Presiden Prabowo menekankan bahwa Samudra Pasifik bukanlah pemisah, melainkan jalan raya yang menghubungkan ekonomi Indonesia dan Rusia. Ia menilai kedua negara memiliki potensi besar untuk saling melengkapi karena perbedaan sumber daya yang dimiliki.
"Rusia memiliki gandum, pupuk, energi, sains, teknik canggih. Indonesia memiliki minyak sawit, perikanan, kopi, karet, tekstil, furnitur, barang konsumsi, dan angkatan kerja muda. Serta gerbang menuju 680 juta penduduk ASEAN," ujar Presiden Prabowo dalam tayangan Breaking News Metro TV, Kamis, 3 September 2026.
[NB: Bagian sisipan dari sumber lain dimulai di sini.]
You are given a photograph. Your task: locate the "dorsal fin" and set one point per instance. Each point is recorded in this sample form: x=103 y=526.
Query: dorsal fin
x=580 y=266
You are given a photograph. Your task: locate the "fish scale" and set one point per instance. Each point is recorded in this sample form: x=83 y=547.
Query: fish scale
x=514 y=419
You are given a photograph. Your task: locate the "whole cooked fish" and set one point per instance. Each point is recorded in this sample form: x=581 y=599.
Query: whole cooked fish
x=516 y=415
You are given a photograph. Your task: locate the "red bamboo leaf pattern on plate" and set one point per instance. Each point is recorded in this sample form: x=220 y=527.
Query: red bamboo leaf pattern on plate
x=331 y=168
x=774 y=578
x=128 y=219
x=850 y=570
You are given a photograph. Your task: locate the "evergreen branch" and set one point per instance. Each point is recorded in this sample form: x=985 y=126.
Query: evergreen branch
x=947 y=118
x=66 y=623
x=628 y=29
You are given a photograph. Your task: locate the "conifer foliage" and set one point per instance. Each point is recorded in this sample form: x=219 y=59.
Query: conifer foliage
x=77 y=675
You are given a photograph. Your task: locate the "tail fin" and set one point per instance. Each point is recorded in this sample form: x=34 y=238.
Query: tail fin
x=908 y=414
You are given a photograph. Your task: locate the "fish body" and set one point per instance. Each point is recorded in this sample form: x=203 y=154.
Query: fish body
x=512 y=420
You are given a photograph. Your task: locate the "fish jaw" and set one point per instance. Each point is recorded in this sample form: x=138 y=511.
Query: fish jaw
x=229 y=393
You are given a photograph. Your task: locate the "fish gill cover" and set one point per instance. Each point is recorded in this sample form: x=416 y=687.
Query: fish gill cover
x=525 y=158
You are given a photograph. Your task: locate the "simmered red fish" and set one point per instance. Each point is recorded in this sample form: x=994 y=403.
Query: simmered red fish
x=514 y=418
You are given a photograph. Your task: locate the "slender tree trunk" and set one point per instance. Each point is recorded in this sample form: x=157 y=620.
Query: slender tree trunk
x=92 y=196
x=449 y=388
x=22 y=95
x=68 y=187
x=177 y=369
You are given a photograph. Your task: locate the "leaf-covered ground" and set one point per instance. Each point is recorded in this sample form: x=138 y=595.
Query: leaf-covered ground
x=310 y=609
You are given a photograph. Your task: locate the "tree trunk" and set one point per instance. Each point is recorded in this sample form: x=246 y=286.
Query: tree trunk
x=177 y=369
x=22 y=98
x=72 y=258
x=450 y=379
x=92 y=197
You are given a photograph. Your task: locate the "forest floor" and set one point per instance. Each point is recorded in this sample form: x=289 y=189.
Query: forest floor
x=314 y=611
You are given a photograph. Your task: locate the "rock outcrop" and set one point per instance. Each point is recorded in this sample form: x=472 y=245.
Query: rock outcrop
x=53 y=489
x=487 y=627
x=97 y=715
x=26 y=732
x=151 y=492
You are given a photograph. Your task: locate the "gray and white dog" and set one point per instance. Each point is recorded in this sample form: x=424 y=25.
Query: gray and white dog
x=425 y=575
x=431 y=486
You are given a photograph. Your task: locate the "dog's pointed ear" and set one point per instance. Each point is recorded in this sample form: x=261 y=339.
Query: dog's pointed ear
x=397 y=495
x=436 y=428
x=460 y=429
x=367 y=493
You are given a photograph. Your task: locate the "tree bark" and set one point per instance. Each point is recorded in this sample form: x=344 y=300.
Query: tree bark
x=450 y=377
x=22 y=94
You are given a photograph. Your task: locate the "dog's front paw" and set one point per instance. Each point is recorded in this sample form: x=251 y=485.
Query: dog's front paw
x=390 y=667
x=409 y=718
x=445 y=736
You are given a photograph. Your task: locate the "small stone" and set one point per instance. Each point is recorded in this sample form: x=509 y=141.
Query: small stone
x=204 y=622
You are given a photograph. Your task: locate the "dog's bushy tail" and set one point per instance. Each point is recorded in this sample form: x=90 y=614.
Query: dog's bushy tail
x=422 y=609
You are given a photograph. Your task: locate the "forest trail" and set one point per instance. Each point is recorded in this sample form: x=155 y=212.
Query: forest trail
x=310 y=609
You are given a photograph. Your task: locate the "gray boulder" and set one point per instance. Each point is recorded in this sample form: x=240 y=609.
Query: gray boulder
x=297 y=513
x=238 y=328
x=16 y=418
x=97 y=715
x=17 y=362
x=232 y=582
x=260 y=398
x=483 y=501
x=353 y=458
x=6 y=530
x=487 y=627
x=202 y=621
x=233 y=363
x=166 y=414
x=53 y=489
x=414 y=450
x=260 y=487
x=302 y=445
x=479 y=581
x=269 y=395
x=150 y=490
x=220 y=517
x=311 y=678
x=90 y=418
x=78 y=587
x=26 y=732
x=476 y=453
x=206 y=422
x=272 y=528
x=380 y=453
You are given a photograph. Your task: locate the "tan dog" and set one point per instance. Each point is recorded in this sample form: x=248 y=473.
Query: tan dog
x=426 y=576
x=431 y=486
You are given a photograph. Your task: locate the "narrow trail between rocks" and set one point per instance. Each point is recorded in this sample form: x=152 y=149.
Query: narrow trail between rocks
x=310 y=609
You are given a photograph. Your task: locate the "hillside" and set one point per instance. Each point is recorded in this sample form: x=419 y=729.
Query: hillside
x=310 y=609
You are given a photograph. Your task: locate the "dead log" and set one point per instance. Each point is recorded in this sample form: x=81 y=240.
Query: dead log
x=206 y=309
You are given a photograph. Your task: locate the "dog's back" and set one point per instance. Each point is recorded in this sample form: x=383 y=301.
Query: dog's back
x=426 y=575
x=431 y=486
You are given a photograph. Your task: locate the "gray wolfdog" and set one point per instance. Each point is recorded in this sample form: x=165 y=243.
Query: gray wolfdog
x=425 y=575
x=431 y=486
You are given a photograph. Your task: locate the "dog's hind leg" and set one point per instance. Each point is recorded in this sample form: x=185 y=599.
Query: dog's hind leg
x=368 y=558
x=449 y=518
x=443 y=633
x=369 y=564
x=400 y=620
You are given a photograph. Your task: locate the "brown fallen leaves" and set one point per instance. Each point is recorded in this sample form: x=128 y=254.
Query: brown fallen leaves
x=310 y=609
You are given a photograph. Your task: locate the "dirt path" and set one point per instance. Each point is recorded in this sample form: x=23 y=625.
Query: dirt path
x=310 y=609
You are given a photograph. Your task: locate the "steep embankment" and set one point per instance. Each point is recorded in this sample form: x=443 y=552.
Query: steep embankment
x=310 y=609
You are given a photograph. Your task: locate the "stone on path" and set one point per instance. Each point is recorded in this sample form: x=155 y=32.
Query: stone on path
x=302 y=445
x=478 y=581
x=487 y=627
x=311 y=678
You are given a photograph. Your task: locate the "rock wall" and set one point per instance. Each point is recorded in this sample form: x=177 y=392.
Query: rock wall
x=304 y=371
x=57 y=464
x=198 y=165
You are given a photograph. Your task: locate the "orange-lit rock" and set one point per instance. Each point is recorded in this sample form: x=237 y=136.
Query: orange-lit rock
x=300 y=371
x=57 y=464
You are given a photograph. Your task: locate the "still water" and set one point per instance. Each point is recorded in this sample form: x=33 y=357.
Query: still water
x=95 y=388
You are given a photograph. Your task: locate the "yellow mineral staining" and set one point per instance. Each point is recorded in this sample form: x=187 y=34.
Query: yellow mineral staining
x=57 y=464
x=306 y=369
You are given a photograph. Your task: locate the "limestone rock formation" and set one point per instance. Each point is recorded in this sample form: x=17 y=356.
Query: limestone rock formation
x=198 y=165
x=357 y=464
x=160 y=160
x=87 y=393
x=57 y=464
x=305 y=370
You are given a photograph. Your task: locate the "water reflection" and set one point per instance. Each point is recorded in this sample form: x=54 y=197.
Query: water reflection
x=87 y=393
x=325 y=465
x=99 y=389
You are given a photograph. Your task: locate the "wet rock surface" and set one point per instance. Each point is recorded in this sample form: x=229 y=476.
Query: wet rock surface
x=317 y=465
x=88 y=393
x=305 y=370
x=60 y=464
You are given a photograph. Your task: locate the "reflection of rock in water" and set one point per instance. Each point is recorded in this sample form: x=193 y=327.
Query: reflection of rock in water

Pembangunan Berbasis Kesejahteraan Rakyat
Mengusung tema pembangunan untuk kepentingan rakyat, Presiden Prabowo menegaskan bahwa filosofi ekonomi Indonesia adalah realisme dan pragmatisme yang berfokus pada kesejahteraan orang banyak. Menurutnya, keberhasilan pembangunan harus dirasakan langsung di meja makan setiap keluarga.
"Pembangunan harus diukur di meja makan keluarga biasa. Apakah anak-anak menerima makanan bergizi. Apakah petani dapat memperoleh pupuk dan menjual hasil produksinya dengan harga yang wajar," ungkapnya. Prabowo.